The Borneon Banteng is also known as tembadau. Pix courtesy of Danau Girang Field Centre

KOTA KINABALU: A workshop starting tomorrow will kickstart efforts to draft a Bornean Banteng Action Plan for Sabah to be submitted to the state government.

International and local scientists, governmental agencies and industry players are convening to save another iconic species endemic to the State. The banteng is also known as tembadau.

In a joint statement here, the Danau Girang Field Centre (DGFC) and Sabah Wildlife Department (SWD) that are organising the two-day workshop said recommendations will be given on protecting the Bornean banteng based on findings of a five-year state-wide survey conducted by them.

"Then Action Plan will be drafted based on the proposed recommendations from the workshop.

"It will be validated by the IUCN (International Union for Conservation of Nature) Asian Wild Cattle Specialist Group before being submitted to the State Government for approval," said DGFC director Dr Benoit Goossens.
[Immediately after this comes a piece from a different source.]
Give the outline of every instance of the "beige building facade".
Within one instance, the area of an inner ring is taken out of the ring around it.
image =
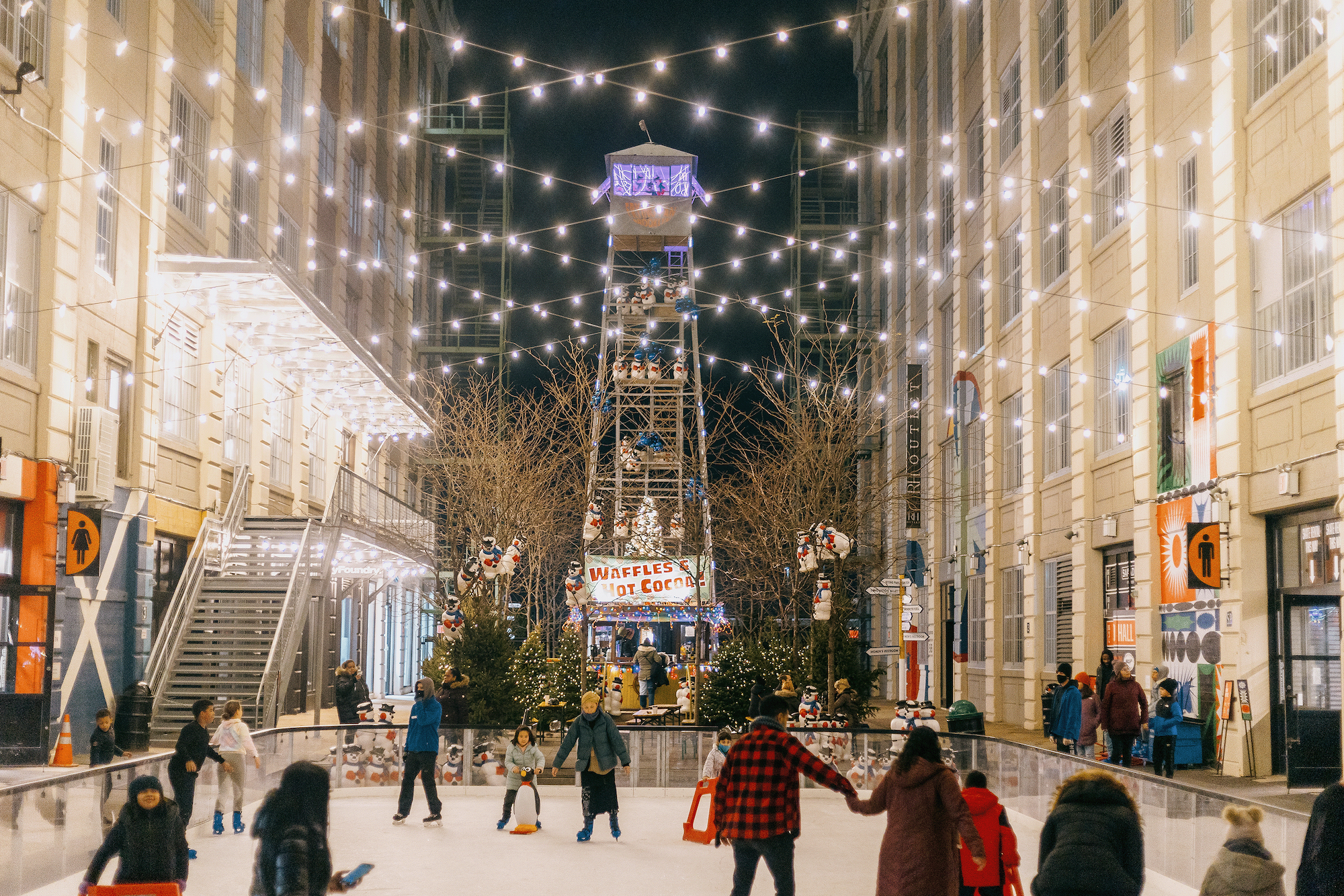
[[[1230,774],[1254,745],[1258,775],[1337,780],[1339,15],[860,3],[862,295],[905,334],[872,387],[900,398],[887,461],[922,472],[884,546],[927,573],[892,697],[1039,729],[1056,665],[1110,648],[1169,669]]]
The species is threatened by heavy poaching, habitat loss and forest fragmentation in Sabah where only last month, three banteng were poached by hunters in three protected areas in Sabah in the space of three days.

"At this rate, the species will not survive another 20 years and we will lose it like we lost our Sumatran rhinoceros," he stressed.

According to a survey using camera traps in several protected and unprotected areas statewide, it is estimated there are four or five isolated populations of banteng.

"One is on the west coast, one or two in central Sabah, one in the south-east and one in the north-east of Sabah.

"The total population is estimated to be around 400 to 500 individuals, making the Bornean banteng the most endangered large mammal in Sabah,” added Goossens.

Earlier this year, stakeholders have also convened two separate events to come up with plans for the conservation of the proboscis monkey and Sunda clouded leopard, respectively.

He added that DGFC has also been supported by

Yayasan Sime Darby (YSD) since April 2011 with a commitment of RM3.96 million over a period of six years, to conduct research on the three species.

The action plans for the three species are expected to be ready by early 2018.

YSD chairman Tun Musa Hitam has stated that the Foundation will be waiting in anticipation for the submission of the three action plans to the Sabah state government.

The Foundation has also sponsored one Malaysian student, Lim Hong Ye who pursued his Master’s degree at Universiti Malaysia Sabah and graduated this year.

He will present his work on banteng at the workshop tomorrow.